Alors évidemment, mélanger du tout mignon à tant d'horreurs, ça fait pleurer dans les chaumières. Mais on n'était pas obligés ! Il aurait pu arriver deux ou trois trucs un peu plus sympathiques à notre Satoru et on se serait contentés d'une vague allusion au matou qui laissait ses poils sur la moquette de son appartement.
Mais c'est qu'autre chose se joue. Il faut que l'extrême légèreté rencontre la gravité la plus sombre. C'est une leçon de vie toute orientale que nous prenons là : face aux deuils, face à l'absence, à l'abandon ou à la lâcheté, qu'y a-t-il de plus essentiel que la beauté d'un champ de fleurs (violet et jaunes, pouahhh !) ou la présence d'un petit chat ? Voilà, voilà.
Et pour renforcer la chose, puisque ce n'est pas la subtilité qui nous étouffe, on va mignoniser la bête. de mammifère quadrupède, elle devient allégorie du « kawaï », incarnation de la joie de vivre et de la résilience.
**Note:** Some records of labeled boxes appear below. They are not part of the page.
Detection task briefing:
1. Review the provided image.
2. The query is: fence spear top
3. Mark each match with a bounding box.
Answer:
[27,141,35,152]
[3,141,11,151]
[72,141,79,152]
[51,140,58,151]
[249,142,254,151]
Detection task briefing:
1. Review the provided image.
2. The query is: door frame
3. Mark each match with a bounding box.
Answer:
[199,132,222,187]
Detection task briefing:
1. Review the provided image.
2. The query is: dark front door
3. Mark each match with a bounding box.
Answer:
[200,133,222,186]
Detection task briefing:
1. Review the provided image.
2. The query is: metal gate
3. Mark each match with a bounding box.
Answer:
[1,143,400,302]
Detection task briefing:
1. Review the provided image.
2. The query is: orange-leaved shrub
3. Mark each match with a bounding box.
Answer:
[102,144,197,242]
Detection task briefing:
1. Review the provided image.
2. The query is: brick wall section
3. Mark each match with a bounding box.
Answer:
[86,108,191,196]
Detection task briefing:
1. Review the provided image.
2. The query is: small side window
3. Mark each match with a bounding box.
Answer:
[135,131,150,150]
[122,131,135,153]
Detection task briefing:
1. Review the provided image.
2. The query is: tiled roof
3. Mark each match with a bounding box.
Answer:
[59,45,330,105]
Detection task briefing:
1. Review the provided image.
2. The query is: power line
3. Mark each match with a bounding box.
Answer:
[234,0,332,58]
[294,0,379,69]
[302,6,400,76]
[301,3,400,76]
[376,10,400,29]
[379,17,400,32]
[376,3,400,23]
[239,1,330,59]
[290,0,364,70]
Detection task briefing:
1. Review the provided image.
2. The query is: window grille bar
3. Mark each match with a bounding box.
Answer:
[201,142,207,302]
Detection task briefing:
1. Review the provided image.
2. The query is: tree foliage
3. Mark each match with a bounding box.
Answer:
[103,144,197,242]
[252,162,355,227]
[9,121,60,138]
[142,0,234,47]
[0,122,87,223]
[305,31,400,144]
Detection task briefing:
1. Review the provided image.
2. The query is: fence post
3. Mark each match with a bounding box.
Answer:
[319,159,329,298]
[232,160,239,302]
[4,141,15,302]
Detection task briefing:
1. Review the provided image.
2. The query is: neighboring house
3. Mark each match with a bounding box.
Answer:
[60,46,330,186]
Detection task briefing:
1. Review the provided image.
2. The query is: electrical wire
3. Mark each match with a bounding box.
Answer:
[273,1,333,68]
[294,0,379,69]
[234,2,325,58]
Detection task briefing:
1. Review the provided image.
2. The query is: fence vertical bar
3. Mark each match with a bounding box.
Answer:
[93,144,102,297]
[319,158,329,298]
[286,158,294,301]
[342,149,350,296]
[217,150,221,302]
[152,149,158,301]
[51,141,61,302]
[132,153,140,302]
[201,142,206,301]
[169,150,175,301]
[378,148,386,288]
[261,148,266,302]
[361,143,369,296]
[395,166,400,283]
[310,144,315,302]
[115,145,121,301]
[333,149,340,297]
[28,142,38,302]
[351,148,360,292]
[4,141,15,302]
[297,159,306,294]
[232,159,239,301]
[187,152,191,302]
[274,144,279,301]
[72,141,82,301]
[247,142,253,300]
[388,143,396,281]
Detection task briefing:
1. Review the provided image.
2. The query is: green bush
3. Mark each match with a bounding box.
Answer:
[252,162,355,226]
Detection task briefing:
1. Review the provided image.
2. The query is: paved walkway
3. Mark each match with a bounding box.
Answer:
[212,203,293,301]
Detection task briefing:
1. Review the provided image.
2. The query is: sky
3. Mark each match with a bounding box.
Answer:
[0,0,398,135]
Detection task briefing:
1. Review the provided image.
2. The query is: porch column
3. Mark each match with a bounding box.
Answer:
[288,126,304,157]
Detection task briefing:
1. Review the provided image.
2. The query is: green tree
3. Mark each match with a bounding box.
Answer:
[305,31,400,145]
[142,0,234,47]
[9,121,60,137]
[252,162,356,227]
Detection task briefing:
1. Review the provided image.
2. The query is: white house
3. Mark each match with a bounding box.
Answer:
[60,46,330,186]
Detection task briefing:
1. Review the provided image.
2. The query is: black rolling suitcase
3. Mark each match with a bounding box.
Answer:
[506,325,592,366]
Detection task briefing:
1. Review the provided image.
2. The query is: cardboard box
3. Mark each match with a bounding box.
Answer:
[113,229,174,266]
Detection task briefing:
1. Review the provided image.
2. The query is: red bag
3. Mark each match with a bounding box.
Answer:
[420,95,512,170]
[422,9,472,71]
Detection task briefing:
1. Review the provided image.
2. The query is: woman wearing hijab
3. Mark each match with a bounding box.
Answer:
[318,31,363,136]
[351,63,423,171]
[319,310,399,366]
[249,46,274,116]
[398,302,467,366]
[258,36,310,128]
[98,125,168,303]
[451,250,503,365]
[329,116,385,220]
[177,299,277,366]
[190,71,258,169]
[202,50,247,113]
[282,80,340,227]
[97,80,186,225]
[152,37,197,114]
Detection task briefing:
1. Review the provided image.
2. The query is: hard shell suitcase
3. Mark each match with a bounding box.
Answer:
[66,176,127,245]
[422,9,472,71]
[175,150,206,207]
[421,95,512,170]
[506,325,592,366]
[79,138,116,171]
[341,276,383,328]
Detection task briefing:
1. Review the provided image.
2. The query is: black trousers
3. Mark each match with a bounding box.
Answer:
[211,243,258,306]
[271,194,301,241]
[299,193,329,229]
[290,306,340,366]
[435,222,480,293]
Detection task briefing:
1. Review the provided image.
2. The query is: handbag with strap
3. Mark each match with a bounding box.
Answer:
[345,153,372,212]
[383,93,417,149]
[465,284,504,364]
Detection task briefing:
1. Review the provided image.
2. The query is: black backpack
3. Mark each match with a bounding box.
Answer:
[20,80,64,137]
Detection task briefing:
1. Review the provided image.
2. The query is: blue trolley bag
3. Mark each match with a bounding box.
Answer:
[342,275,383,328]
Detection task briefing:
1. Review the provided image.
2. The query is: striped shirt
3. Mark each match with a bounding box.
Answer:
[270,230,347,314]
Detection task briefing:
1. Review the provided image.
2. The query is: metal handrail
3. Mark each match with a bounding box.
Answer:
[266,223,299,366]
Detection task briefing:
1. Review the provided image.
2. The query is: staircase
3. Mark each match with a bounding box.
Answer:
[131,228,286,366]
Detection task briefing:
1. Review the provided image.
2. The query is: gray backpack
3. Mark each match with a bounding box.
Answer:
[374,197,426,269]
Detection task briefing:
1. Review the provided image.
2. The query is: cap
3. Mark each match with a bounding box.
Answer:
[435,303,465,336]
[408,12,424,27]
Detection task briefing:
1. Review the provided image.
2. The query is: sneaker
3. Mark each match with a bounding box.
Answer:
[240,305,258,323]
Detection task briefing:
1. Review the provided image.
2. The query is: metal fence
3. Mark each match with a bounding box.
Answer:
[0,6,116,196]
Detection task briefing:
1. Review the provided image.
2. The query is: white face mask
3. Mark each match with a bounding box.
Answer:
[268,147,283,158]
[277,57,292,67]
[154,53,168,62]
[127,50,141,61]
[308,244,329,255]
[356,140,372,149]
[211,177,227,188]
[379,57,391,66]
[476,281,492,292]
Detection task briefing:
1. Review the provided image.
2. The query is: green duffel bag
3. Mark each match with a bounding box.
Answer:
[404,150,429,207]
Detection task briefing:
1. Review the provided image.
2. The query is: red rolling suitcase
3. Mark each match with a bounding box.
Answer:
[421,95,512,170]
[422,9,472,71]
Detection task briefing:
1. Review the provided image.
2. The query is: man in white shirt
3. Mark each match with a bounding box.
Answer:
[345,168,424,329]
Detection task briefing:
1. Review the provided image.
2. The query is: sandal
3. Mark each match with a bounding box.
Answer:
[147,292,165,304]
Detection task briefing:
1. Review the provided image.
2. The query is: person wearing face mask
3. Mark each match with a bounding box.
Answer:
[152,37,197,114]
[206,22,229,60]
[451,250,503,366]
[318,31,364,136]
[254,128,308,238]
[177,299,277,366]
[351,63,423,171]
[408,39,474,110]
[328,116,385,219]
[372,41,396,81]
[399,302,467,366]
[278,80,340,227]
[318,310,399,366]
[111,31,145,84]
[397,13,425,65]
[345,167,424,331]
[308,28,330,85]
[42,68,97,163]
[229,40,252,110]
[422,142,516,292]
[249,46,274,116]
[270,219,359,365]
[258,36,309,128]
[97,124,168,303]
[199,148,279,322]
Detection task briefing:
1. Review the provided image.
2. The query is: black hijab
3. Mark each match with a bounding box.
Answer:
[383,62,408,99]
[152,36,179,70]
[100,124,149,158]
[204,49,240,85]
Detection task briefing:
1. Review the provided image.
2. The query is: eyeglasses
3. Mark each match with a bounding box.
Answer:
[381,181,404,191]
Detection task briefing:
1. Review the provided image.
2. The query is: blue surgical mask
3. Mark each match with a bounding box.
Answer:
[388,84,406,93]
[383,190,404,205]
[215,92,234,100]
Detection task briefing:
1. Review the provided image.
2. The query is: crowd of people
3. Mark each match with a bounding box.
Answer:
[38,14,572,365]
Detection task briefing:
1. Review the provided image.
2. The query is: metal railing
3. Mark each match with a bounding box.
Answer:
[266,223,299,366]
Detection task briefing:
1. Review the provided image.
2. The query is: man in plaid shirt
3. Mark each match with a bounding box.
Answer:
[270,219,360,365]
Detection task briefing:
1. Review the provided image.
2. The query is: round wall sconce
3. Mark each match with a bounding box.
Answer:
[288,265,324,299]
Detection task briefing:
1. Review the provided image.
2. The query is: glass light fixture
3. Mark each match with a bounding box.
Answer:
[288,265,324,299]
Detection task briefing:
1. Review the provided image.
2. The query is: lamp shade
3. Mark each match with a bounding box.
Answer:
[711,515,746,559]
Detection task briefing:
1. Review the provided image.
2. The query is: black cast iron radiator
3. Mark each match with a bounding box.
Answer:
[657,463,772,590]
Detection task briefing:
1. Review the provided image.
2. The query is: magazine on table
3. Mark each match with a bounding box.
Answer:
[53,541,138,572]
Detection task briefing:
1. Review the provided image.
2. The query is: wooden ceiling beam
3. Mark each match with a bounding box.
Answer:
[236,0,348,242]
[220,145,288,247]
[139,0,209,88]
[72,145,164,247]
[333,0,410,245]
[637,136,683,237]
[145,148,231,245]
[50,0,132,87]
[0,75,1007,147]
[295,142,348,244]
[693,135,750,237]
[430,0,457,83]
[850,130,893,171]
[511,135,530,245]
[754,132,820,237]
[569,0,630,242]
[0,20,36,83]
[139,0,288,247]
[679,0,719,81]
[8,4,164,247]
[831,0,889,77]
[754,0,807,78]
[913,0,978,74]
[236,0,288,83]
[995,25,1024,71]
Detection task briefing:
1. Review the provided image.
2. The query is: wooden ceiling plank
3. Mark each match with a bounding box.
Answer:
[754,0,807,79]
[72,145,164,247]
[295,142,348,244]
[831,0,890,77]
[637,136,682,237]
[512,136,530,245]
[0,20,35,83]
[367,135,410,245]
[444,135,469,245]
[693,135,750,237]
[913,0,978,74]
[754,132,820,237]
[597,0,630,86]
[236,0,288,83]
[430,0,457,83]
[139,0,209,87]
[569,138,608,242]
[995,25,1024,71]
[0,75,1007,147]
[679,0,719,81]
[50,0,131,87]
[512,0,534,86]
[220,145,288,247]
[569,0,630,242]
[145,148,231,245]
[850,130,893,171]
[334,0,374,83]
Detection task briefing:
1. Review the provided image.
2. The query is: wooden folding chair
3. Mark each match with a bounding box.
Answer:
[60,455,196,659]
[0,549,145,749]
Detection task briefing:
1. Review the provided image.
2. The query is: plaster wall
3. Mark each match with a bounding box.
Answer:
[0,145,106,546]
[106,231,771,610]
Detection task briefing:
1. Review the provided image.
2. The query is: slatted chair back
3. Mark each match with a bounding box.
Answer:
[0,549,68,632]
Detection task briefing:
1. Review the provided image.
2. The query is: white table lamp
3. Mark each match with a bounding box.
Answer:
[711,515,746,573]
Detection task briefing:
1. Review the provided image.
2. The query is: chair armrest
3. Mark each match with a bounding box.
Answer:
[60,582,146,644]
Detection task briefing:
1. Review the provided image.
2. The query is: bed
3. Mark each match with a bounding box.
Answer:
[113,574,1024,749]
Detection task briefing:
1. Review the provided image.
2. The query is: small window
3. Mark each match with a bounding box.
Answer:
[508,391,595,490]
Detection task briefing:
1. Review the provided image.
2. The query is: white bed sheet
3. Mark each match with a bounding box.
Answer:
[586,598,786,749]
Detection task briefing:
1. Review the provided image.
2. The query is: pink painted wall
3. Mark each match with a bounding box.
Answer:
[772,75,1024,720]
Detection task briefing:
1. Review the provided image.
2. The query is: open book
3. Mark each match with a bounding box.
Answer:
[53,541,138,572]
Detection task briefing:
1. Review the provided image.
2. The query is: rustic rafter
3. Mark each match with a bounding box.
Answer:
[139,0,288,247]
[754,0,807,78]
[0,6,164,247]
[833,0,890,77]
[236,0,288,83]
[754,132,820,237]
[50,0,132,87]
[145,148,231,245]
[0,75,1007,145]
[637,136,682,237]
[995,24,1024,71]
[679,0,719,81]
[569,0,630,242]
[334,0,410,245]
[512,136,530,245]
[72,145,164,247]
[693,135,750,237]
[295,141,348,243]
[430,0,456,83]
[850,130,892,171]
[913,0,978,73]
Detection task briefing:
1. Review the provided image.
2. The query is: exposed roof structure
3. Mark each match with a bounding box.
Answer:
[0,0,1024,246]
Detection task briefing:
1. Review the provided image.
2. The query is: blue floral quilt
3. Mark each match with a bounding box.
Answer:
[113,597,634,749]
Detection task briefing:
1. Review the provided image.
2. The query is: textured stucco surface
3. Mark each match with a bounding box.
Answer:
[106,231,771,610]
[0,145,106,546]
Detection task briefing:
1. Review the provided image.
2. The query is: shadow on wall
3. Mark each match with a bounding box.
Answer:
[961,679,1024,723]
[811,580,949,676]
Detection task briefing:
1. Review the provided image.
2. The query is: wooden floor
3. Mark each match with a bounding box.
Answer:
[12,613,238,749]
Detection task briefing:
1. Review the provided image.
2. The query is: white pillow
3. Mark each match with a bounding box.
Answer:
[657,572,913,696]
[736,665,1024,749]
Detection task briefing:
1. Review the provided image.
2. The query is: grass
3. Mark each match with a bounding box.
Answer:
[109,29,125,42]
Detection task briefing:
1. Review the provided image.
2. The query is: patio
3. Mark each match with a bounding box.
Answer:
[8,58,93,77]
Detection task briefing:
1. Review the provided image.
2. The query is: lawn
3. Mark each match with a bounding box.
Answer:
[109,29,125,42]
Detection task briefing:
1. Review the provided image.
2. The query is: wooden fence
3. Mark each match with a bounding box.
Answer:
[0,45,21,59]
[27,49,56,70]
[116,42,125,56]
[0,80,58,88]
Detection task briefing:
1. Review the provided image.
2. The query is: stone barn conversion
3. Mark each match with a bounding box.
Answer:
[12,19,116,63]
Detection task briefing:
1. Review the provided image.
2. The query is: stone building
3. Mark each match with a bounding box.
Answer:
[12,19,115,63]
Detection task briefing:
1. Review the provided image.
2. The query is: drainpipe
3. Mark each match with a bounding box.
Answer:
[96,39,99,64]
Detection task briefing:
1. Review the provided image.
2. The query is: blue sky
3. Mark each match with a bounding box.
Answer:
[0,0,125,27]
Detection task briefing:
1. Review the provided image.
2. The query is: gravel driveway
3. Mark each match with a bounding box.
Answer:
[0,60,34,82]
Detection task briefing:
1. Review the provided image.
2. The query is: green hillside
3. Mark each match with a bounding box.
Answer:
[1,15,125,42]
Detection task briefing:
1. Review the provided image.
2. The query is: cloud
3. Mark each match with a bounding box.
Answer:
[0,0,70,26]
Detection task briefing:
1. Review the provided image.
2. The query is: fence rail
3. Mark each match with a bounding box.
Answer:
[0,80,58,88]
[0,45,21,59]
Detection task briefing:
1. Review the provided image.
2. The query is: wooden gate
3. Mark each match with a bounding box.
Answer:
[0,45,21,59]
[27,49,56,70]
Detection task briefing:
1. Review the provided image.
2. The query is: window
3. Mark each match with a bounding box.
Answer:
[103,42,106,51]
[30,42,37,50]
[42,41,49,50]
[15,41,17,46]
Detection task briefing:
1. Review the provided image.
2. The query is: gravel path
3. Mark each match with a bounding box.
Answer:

Figure tutélaire du foyer, elle se dote de l'aura qu'avaient nos runes, réunissant en un seul animal toute la pop culture du manga et le prêt à consommer de la philosophie orientale.
Alors non seulement l'existence de Nana (c'est le nom du chat) a été détournée pour servir d'écrin à celle de son maître, non seulement on l'a transformé en une sorte d'alien anthropomorphisé mais en plus on l'a plongé dans des tonnes de sirop de sucre gluant. Et maintenant, faudrait qu'on gagatise ! Je le redis, ce livre est un hold-up avec pour otages ses personnages, félin compris, et ses lecteurs !
Ce sera sans moi. Il faut croire que je goûte davantage le haïku que le kawaï…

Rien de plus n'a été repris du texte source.